Angew. Chem. Int. Ed. 51, 10386–10389 (2012)

Credit: © 2012 WILEY

Determining the distribution and concentration gradient for a metabolite inside live cells can lead to a better understanding of its turnover, transport and compartmentalization properties. Electrospray mass spectrometry is widely used for analysing metabolites; however, most techniques for preparing a sample from a specific organelle require the organelle to be separated from the rest of the cell prior to chemical analysis, using an approach such as non-aqueous extraction. Now, Akos Vertes and co-workers at The George Washington University in the US, have combined microdissection with laser-ablation-electrospray-ionization mass spectrometry to detect metabolites localized in a subcellular compartment without the need for complicated sample preparation.

To demonstrate the potential of their method, the team analysed the metabolites inside plant cells from an Allium cepa (onion) bulb.
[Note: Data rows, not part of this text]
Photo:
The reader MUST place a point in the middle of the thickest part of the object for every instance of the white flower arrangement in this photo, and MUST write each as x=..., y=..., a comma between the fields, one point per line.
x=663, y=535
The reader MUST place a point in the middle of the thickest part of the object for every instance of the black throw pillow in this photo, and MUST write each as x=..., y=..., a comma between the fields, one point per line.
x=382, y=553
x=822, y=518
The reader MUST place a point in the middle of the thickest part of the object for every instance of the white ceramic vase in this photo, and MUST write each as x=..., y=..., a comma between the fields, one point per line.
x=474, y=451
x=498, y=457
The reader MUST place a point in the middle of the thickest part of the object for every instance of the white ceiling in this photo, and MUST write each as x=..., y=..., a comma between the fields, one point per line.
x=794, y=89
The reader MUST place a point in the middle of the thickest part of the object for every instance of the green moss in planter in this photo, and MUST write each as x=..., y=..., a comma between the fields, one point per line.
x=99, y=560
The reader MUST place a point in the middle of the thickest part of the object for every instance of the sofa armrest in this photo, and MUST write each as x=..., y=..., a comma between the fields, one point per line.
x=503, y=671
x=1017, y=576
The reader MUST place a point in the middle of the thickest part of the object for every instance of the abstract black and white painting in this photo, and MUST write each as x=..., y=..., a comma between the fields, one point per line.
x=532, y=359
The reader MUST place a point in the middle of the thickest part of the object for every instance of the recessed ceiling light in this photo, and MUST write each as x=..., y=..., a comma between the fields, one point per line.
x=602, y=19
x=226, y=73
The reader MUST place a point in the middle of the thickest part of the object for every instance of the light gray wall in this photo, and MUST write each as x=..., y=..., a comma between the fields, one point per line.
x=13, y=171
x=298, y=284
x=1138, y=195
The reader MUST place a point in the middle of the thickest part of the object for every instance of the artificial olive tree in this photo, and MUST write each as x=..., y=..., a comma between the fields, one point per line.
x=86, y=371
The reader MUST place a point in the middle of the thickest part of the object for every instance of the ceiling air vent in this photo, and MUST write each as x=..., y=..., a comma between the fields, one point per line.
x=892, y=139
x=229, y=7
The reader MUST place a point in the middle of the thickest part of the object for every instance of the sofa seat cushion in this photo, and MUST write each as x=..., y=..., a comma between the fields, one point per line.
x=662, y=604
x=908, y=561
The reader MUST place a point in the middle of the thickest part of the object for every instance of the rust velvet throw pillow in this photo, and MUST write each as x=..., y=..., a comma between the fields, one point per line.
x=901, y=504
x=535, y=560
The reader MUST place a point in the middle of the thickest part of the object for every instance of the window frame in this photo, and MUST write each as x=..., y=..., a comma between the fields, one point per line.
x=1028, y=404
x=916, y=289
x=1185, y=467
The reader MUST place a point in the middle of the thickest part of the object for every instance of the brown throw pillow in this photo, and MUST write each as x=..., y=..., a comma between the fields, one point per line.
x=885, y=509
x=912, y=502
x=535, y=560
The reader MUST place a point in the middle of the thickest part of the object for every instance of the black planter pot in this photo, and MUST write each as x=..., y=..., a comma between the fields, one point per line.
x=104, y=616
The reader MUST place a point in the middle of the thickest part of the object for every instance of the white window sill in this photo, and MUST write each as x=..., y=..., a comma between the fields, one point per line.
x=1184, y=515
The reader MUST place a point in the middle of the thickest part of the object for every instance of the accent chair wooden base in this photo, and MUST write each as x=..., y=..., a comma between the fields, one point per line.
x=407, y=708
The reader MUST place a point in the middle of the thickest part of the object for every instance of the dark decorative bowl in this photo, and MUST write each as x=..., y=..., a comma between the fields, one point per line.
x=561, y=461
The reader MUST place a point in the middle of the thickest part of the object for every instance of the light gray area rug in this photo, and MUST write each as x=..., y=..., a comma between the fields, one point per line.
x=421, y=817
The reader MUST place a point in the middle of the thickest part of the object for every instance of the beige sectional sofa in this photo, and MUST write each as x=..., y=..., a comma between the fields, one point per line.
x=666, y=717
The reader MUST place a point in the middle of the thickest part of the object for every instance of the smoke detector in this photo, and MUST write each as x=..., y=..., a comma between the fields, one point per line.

In the first step, a microdissection needle cuts a hole in the cell membrane while leaving the organelles intact. Only a single cell is cut open during dissection and the neighbouring cells remain undamaged. In the next step, an optical fibre with a 15-μm tip is used to direct a laser IR pulse at a specific region. The pulse creates a plume of ejected material that is ionized and characterized using electrospray mass spectrometry to identify the metabolites present. The sharpened tip of the optical microfibre is a similar size to the cell nucleus, which enables the team to selectively ablate it — although some cross contamination with the surrounding cytoplasm is inevitable. Aiming the optical fibre solely at the cytoplasm allowed for the selective analysis of the metabolites present outside the nucleus.

Using a combination of multi-variance statistics and a comparison of the relative intensities of the peaks, it was possible to pick out metabolites that were present in different concentrations in the cytoplasm and the nucleus. The mass spectrometry data also enabled a putative identification of the metabolites. Hexose and some secondary metabolites were found to accumulate primarily in the cytoplasm, while some amino acids are more common in the nucleus.